Dentro dos serviços da alta complexidade de assistência social para atendimento à população em situação de rua nos municípios respondentes, 60,18% (65) não dispõem de abrigo, albergue, casa de passagem ou república. Dos 30 municípios com mais de 50 pessoas em situação de rua: 46,66% (14) possuem albergue; 23,33% (7), abrigo; 20,0% (6), casa de passagem; 10% (3), república; e 20,0% (6), não dispõem de equipamentos da Alta Complexidade. São eles: Campo Bom, Capão da Canoa, Osório, Sapiranga, Torres, Vacaria.
Existem 2.185 vagas de serviços da alta complexidade, sendo 1 mil em Porto Alegre e o restante em outros 41 municípios.
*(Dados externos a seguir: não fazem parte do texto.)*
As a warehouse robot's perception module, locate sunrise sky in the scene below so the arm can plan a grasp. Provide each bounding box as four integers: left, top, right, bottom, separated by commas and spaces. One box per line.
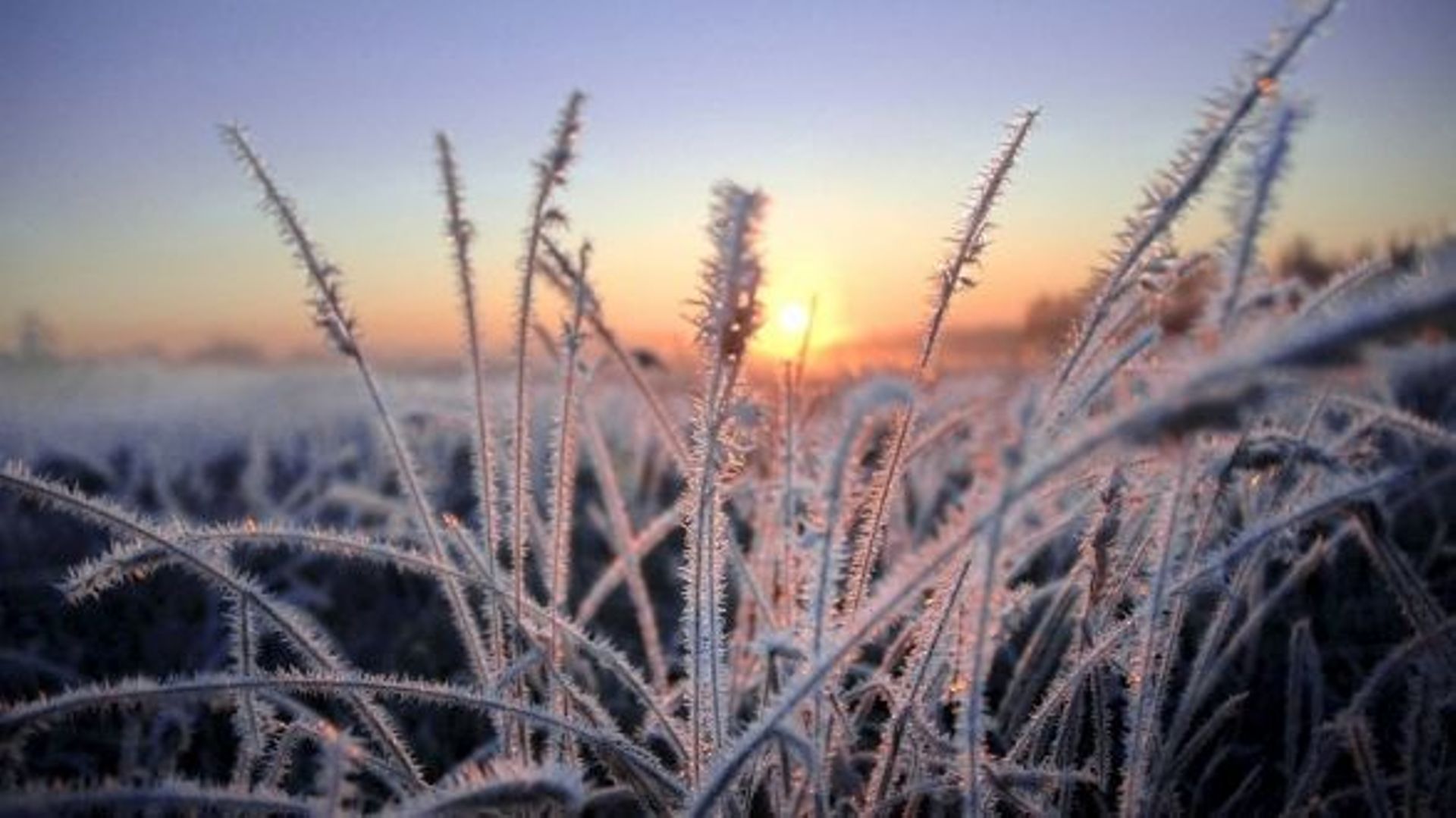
0, 0, 1456, 354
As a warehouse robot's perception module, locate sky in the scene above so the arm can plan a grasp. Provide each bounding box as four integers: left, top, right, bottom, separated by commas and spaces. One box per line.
0, 0, 1456, 355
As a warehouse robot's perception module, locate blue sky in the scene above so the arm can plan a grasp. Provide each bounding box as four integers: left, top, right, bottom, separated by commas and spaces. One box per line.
0, 0, 1456, 353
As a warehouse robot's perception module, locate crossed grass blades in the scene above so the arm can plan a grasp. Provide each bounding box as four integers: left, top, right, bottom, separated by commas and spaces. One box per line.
0, 3, 1456, 815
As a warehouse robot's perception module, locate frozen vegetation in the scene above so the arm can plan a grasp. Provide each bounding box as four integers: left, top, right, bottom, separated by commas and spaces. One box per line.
0, 6, 1456, 815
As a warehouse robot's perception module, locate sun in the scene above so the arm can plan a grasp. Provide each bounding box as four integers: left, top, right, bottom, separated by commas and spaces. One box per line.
776, 301, 810, 337
755, 292, 823, 359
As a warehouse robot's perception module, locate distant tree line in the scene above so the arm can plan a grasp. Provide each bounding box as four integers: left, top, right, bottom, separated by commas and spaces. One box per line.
1022, 236, 1417, 354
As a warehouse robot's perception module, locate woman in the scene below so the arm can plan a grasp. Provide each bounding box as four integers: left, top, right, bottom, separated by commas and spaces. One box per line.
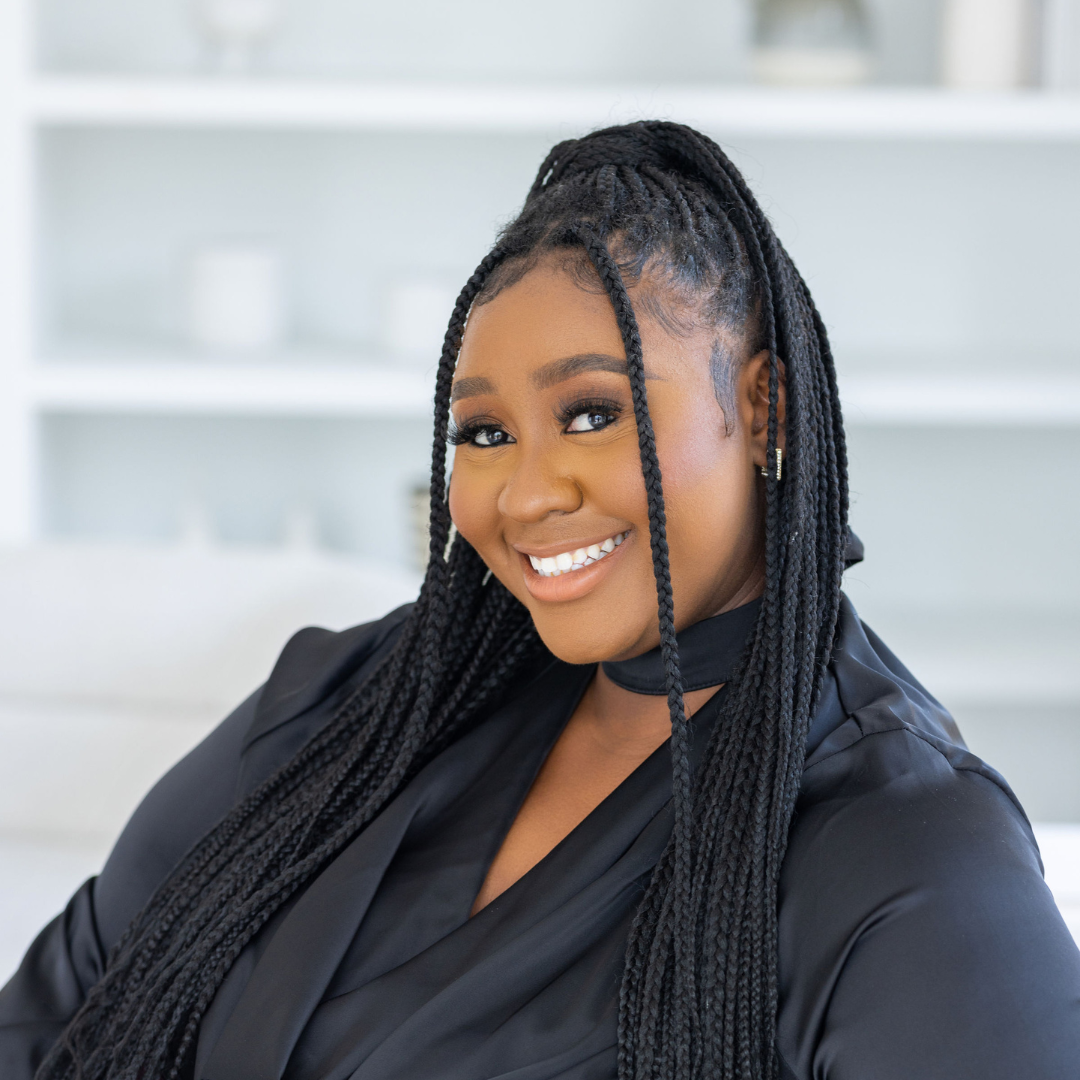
0, 123, 1080, 1080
Das 14.829 pessoas em situação de rua, apenas 14,73% (2.185) são atendidas em equipamentos com proteção ao menos noturna (no caso de albergues).
Com relação a serviços da Média Complexidade e da Proteção Social Básica para atendimento à população em situação de rua nos municípios respondentes, 69,62% possuem Centro de Referência de Assistência Social (CRAS), 51,11% têm Centro de Referência Especializado de Assistência Social (CREAS), 5,92% Centro de Referência Especializado para População em Situação de Rua (Centro POP). Ainda, 22,22% contam com equipes para abordagem social e 5,18 % com equipes volantes no CRAS.
Sobre equipamentos da Política de Saúde nos municípios respondentes, 99,12% contam com Unidades Básicas de Saúde; 7,89% com consultórios de rua; 13,16% com ambulatórios de saúde mental; 35,96% contam com Centros de Atenção Psicossocial – álcool e drogas e 50% com outras modalidades de CAPS.
Apenas 18 cidades indicaram ter Plano Municipal para População em Situação de Rua ou estar em elaboração e sete contam com Comitê Intersetorial para Políticas para População em Situação de Rua.
Além de sinalizar ao Ministério Público, como órgão de fomento e fiscalização das políticas públicas, as zonas vulneráveis e municípios em situação crítica, instigando à atuação institucional na matéria, o relatório conclui que o direito social à alimentação adequada e segura não vem sendo ofertado para, pelo menos, a metade da população em situação de rua no RS. “O protagonismo do Poder Público no asseguramento do direito encontra-se em xeque”, destaca o relatório.
O documento aponta também gravíssimo déficit de serviços da Alta Complexidade da Assistência Social (abrigos), já que os informados cobrem apenas 14,72% dessa população, além de baixíssima oferta de Centro POP, de equipes de abordagem social e de Consultórios na Rua; e baixa especialização da Assistência Social e da Saúde no atendimento às pessoas em situação de rua.
É pontuada, por fim, a necessidade de elaboração de política ou plano municipal para a população em situação de rua que produza um desenho articulado entre a assistência social, saúde, segurança alimentar, trabalho e renda, profissionalização, esporte, cultura, lazer, entre outras áreas, além da constituição dos respectivos comitês intersetoriais.
Também conclui a necessidade de movimentos em direção aos municípios de Esteio, Parobé e Tramandaí, de médio porte, e Viamão, de grande porte, que não responderam ao questionário e, ao terem maior número de habitantes, possivelmente têm pessoas em situação de rua.